Внутри у Конрауда бурлила ярость.
– Хьяльталин тебя очаровал, и нам всем это известно, – продолжал Лео. – Не знаю, как ему это удалось, но он нашел к тебе подход, у тебя отказала логика, и ты его отпустил. Он с ней тебя одурачили, Конрауд. Провели как младенца!
– Перестань горячку пороть! – воскликнул Конрауд, вне себя от гнева.
– А ну, замолчи! – сказал Лео, отпихнул его и толкнул тяжелую дверь в здание масонской ложи.
– А может, когда его сбили, ты выпивал, и тебе было неохота заниматься этим как следует? – спросил Конрауд. – Тогда понятно.

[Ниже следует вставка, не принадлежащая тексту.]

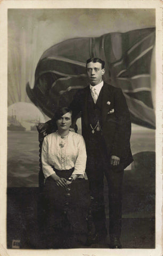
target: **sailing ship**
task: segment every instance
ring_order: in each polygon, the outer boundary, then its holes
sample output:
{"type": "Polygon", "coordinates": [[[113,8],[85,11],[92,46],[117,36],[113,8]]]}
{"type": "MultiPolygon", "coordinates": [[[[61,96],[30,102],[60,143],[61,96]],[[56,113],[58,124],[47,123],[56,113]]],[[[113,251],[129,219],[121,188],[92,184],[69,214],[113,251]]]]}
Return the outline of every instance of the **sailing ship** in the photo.
{"type": "Polygon", "coordinates": [[[17,120],[15,113],[15,115],[13,115],[13,110],[12,112],[12,116],[9,116],[8,118],[8,123],[9,124],[7,126],[7,130],[25,131],[26,129],[17,120]]]}
{"type": "Polygon", "coordinates": [[[36,125],[38,123],[40,123],[40,118],[37,118],[35,120],[32,120],[32,121],[30,121],[32,123],[34,123],[35,125],[32,125],[30,126],[30,130],[31,131],[37,131],[37,128],[36,128],[36,125]]]}

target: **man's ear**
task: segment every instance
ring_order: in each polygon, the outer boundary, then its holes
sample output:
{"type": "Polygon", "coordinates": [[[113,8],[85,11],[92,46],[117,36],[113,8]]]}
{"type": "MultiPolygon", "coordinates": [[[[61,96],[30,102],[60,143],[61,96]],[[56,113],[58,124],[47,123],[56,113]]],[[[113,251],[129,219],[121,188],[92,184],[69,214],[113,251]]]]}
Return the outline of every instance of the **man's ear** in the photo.
{"type": "Polygon", "coordinates": [[[105,69],[104,68],[103,68],[102,69],[102,75],[104,75],[105,74],[105,69]]]}

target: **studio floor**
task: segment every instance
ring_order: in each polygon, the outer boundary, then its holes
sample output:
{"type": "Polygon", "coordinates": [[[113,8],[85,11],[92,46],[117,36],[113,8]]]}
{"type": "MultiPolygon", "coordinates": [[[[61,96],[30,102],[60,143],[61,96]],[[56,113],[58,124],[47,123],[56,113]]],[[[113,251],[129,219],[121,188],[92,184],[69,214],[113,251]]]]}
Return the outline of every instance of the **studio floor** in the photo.
{"type": "MultiPolygon", "coordinates": [[[[155,246],[154,154],[146,152],[134,156],[132,170],[125,171],[123,186],[121,243],[123,248],[153,249],[155,246]],[[148,161],[146,161],[146,159],[148,161]]],[[[87,181],[85,186],[87,188],[87,181]]],[[[37,187],[10,187],[7,189],[7,245],[14,248],[14,241],[20,249],[40,249],[37,225],[37,187]]],[[[104,188],[108,227],[107,188],[104,188]]],[[[81,213],[82,214],[82,213],[81,213]]],[[[86,234],[78,234],[76,248],[85,248],[86,234]]],[[[110,239],[92,248],[109,248],[110,239]]]]}

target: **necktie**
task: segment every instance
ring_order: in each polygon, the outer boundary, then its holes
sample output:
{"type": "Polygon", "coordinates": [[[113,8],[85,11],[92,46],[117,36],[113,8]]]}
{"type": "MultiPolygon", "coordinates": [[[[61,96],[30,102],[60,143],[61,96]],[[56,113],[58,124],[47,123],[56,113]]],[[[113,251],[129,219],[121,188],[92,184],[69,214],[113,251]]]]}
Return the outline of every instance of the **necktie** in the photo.
{"type": "Polygon", "coordinates": [[[93,88],[93,87],[92,87],[91,88],[91,95],[92,95],[92,98],[93,99],[93,101],[95,104],[98,99],[98,95],[96,92],[96,89],[95,89],[94,88],[93,88]]]}

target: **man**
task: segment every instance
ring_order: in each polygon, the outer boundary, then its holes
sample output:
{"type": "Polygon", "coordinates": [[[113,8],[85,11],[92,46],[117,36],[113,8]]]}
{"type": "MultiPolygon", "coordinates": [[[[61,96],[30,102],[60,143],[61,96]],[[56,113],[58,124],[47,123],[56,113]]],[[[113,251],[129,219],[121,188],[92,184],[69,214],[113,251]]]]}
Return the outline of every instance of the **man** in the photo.
{"type": "MultiPolygon", "coordinates": [[[[125,98],[119,88],[102,80],[104,61],[93,58],[86,62],[89,85],[75,95],[70,107],[73,116],[82,114],[82,134],[87,161],[86,173],[92,198],[94,237],[87,244],[99,242],[107,235],[103,196],[103,178],[108,185],[109,234],[111,248],[121,248],[122,184],[124,170],[132,162],[131,121],[125,98]]],[[[50,121],[48,125],[52,124],[50,121]]],[[[48,124],[39,124],[43,131],[48,124]]]]}

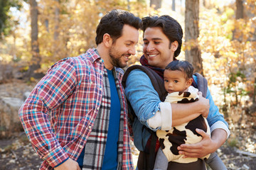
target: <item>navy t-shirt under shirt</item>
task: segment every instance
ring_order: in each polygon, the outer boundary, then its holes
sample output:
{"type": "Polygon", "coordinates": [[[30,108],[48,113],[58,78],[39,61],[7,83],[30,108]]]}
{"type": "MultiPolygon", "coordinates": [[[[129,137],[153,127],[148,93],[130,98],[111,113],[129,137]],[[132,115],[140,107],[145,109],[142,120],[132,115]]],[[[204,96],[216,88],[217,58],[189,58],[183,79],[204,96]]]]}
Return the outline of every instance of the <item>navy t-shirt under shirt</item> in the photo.
{"type": "MultiPolygon", "coordinates": [[[[114,77],[112,70],[107,69],[110,86],[111,106],[110,123],[107,132],[107,144],[104,154],[102,169],[117,169],[117,142],[120,120],[120,101],[118,96],[114,77]]],[[[85,148],[82,149],[78,163],[82,169],[85,148]]]]}
{"type": "Polygon", "coordinates": [[[117,142],[121,112],[120,101],[114,82],[113,72],[109,69],[107,69],[107,71],[110,85],[111,106],[102,170],[117,169],[117,142]]]}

– Заткнись! – прошипел Лео, побагровев.
– Ну, хорошо тебе повеселиться в своей ложе! – крикнул Конрауд. И в ту же секунду дверь захлопнулась.
44
Последнее, что они делали вместе – ездили на Сельтьяртнарнес наблюдать лунное затмение. Тот год был богат всплесками сейсмоактивности и необычными природными явлениями. Маленькое миленькое извержение на Фиммвёрдюхаульс было лишь предвестником другого, гораздо более масштабного извержения на Эйяфьятлайёкютле, парализовавшего авиасообщение во всей Европе. Оно сопровождалось обильными выпадениями пепла и наводнениями. Завершился год лунным затмением рано поутру под зимний солнцеворот. Эртна лежала дома, прикованная к постели, но потребовала свозить ее посмотреть затмение – и Конрауд, как всегда, поспешил исполнить ее желание.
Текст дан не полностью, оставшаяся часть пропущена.